Prittwitz's first was to order the square in front of the Schloss cleared, a task to which he personally led the dragoons. Drawing his saber to make his order clear over the crowd’s noise, his horsemen mistook his intent and advance into the horde with their own weapons drawn. Fearing a charge the crowds surged forward, attempting to seize the bridles of the horses, chanting 'Soldiers, back!' At this point two infantry companies joined the dragoons, and two shots were fired out one after another. Though no one was injured the sound of musketry scattered the crowd, who ran through the streets of Berlin shouting 'Betrayal!' and 'They're killing people!' Newly appointed Prime Minister Count von Arnim-Boitzenburg tried to ease the situation by appearing on the square waving a white flag, but was ignored by solders and civilians alike.

Within hours barricades were built throughout the city, many topped with the black-red-gold German colors.

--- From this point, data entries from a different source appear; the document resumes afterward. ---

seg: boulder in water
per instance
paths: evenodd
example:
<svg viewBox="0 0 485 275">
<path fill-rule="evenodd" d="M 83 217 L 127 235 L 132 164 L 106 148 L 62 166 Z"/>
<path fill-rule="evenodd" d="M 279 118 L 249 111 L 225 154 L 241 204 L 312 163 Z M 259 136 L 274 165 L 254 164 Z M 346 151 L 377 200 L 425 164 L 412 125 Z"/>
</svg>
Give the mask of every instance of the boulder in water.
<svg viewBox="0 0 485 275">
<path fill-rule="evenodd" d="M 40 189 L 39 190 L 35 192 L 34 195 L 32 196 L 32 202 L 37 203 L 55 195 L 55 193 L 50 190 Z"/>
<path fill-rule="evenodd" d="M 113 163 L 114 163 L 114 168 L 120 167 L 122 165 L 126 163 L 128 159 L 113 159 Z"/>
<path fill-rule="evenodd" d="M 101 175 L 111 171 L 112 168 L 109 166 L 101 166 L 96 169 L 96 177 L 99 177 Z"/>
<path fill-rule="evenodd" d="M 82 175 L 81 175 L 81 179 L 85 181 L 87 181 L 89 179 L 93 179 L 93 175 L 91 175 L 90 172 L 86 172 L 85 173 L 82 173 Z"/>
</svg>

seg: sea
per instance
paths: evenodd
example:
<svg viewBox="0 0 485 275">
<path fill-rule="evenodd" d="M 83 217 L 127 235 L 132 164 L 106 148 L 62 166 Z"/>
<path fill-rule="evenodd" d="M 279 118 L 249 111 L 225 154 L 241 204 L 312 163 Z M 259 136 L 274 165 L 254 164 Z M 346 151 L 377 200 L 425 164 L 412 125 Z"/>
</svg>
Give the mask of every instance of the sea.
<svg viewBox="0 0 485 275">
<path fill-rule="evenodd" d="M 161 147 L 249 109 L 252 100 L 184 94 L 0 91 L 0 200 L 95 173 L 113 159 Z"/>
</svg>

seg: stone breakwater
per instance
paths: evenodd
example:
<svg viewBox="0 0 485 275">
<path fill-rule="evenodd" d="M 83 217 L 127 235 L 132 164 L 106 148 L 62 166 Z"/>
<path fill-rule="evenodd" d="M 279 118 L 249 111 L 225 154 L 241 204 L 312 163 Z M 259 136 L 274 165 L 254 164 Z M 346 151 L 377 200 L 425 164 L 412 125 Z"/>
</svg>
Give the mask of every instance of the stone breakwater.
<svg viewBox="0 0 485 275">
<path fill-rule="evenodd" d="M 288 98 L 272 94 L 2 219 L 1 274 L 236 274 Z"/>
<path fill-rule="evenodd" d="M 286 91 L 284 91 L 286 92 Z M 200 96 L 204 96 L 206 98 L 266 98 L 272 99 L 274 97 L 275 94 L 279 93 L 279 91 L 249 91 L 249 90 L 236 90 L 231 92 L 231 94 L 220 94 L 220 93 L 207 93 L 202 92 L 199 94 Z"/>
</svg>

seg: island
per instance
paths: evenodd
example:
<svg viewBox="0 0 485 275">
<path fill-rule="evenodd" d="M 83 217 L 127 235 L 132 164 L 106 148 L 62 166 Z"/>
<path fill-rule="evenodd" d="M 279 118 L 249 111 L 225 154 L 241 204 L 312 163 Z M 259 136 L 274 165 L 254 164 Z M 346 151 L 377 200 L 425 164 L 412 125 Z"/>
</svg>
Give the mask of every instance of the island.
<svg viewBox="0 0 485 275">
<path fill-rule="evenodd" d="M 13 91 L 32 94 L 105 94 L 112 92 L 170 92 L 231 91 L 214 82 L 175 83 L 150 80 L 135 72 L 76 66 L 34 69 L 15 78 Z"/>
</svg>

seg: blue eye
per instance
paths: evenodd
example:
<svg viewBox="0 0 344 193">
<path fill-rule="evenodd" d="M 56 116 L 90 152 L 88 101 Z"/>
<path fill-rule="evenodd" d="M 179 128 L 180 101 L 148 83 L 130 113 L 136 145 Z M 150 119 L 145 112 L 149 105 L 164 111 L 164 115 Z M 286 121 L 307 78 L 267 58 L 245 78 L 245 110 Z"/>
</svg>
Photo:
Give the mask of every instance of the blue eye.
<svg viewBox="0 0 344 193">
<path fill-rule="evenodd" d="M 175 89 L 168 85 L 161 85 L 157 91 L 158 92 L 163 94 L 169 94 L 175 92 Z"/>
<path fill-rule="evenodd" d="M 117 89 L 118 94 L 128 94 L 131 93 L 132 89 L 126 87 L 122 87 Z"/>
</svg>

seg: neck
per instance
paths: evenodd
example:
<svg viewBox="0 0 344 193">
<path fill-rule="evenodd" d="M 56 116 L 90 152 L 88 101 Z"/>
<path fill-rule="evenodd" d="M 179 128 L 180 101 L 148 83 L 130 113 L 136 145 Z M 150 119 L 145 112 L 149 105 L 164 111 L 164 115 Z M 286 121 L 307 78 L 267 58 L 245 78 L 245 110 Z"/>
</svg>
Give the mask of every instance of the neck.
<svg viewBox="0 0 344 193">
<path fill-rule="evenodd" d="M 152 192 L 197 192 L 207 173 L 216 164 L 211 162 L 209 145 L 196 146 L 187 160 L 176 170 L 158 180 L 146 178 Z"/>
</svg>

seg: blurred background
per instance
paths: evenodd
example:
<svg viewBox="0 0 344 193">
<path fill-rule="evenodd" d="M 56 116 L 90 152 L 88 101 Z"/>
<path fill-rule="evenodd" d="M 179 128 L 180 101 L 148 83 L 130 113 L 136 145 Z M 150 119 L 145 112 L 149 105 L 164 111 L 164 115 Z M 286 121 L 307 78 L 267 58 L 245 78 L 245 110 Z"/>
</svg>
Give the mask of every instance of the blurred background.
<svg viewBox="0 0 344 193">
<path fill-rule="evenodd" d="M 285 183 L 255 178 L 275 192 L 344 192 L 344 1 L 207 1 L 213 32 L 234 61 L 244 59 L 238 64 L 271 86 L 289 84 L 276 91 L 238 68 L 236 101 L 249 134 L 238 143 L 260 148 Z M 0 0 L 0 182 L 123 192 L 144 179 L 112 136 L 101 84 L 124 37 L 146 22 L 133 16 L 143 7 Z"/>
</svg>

The square in front of the Rosenthal Gate was turned into a fortress, with barricades blocking every entrance. Some Berliners climbed church towers throughout the capitol and rang the heavy bronze bells; hearing the call middle-class property owners - journalists, professionals, the 'petty bourgeoisie' of shopkeepers, low-ranking officials, teachers, and skilled artisans - as well as students and workers joined the barricades. Notably, some nine hundred Borsig locomotive workers joined the fighting using their iron bars and hammers both as tools creating the barricades, and as weapons defending them. Woman and children also participated in the insurgency, acting as runners and dispatching food and supplies between insurgent-held streets...

... Prittwitz ordered his forces to smash the barricades using artillery, making the Battle for Berlin one of the most ferocious anywhere in Europe in 1848. Gerlach, commanding one of the Prussian columns, stated that the cannonballs ricocheted along the streets as his men advanced. However as fierce as the royalist forces were, the Berlin insurgents were fiercer. Aping the Rosenthal Gate every street was turned into a barricaded fortress. Gerlach, writing later, stated that; 'One could discern three, maybe four barricades, one behind the other, on which construction had taken place continually in our presence. At the artillery fire everybody ran from the first and also from the second barricade, but when the troops advanced towards the following barricade, they were met with violent rifle fire and with many stones from the houses, particularly from those at the corner.' On the other side an anonymous witness wrote:

"The thunder of cannons resounded in increasingly quick succession. Individual barricades already began to collapse into the street, and the more and more embittered and enraged advancing soldiers began a frightful hand-to-hand fighting. The whole street swam with blood. The houses were overcrowded with dead and wounded. At the corner of the Spandauerstrasse cannons were driven up whose shots were intended to clear the streets completely. The houses themselves were hit again and again and damaged by rifle shots. Throughout the city there began this time a frightful sounding of the alarm bells which was kept up through the whole night by armed artisans who had climbed the church towers."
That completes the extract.